Muitas eram as razões para eu não sair para votar no domingo, 6 de Outubro. É pretensioso, quase leviano, tomar uma decisão dessas num país onde se vive há menos de um mês. As minhas últimas eleições não terminaram muito bem e temia carregar esse azar até às urnas alheias. Fazia um belo dia de Sol sem vento em Lisboa, dia de apanhar o comboio para ir à praia, oportunidade que imagino rarear com a entrada do Outono. Ainda assim, fui votar. E não sei dar outra explicação que não esta: eu gosto de eleições.

A culpa, claro, é dos meus pais. A minha mãe carregou-me no colo no dia em que ela e tantos outros votavam pela primeira vez para a Presidência da República. Assinalou no papel o mesmo nome e o mesmo número que eu próprio, um dia, iria digitar na urna. Naquela eleição, perdemos. E perdemos todas as outras até ganharmos, 13 anos depois. A pequena cidade onde eu vivia pintou-se de vermelho e eu saí pela rua, dançando desengonçado, na batida do Olodum. Na tomada de posse de Lula da Silva, o meu pai chorava na sala, em silêncio, as lágrimas cobrindo o rosto inteiro, deitado no colo da minha mãe.

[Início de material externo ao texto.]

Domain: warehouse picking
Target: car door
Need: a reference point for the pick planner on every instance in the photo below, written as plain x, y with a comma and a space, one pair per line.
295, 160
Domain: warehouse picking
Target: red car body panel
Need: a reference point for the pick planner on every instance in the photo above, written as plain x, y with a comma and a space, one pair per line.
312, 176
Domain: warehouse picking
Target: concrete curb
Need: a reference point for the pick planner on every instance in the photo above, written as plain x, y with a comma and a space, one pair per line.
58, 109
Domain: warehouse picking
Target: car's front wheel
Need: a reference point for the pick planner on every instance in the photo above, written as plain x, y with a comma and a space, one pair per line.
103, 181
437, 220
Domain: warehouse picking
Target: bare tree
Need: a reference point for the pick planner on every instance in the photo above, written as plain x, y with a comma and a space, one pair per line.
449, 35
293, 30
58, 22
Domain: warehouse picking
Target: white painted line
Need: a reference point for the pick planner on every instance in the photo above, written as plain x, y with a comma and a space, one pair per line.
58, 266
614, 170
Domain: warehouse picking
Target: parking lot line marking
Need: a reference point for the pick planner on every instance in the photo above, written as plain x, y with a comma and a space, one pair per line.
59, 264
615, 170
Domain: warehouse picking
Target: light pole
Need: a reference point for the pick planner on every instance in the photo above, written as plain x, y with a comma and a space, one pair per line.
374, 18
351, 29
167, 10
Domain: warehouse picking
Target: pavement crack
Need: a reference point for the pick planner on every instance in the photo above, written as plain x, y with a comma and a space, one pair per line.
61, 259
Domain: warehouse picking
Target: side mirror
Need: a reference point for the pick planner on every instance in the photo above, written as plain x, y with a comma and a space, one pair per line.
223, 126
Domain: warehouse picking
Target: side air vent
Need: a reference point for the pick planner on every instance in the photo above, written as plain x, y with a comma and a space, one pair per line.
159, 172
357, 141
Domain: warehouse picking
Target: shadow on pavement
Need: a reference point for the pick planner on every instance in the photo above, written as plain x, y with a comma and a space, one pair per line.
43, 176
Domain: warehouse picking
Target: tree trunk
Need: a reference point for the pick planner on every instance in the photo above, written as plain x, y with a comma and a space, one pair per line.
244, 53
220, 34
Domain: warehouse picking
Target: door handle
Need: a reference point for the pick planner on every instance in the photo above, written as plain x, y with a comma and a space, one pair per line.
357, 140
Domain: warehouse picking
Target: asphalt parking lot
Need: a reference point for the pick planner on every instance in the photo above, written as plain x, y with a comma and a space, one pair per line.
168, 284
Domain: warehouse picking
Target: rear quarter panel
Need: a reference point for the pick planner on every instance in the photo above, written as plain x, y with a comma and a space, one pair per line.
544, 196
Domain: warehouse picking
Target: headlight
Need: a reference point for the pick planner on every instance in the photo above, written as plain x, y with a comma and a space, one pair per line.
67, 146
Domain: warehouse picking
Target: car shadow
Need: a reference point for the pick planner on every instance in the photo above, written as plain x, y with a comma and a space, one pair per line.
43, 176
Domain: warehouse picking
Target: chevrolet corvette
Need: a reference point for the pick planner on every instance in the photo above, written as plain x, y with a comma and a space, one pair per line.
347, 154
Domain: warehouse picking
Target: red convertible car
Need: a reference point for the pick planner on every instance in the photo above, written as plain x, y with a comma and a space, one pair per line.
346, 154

Sempre votei da mesma maneira. E apesar de poder enumerar motivos racionais para isto, como as 30 milhões de pessoas que saíram da pobreza, tenho consciência de que o meu voto carrega muito de uma opção emocional. E o que faria eu aqui, em Portugal? Comecei a ler jornais e a conversar com amigos portugueses para aprender novas siglas e novas regras, pedir sugestões. Entendi que a questão desta eleição era em “geringonça” se queria votar: PS, Bloco de Esquerda ou PCP? “Ah, e tu o que sabes, pá?”, diziam-me. Privilégio de um país que produziu noites tranquilas para o seu povo dormir.

Coisa rara para nós, na vitória ou na derrota. Na eleição de 2014, a minha ex-mulher estava a arranjar-se para votar, esculpindo com cremes, escovas e cuidados a sua bela cabeleira. Pôs um vestido de flor e um autocolante da Dilma. Na rua, foi “xingada” por um casal racista que gritava de dentro de um carro de luxo. O outro candidato ainda não era o fascista, mas já contava com muitos eleitores com este germe na cabeça. Naquela noite, nós ganhámos de novo. E fomos para a Lapa beber muito. E cantámos, sambámos e tirámos o sono dos vizinhos. Não sei se a gente já sabia que seria a nossa última vitória. E que nem sequer duraria quatro anos.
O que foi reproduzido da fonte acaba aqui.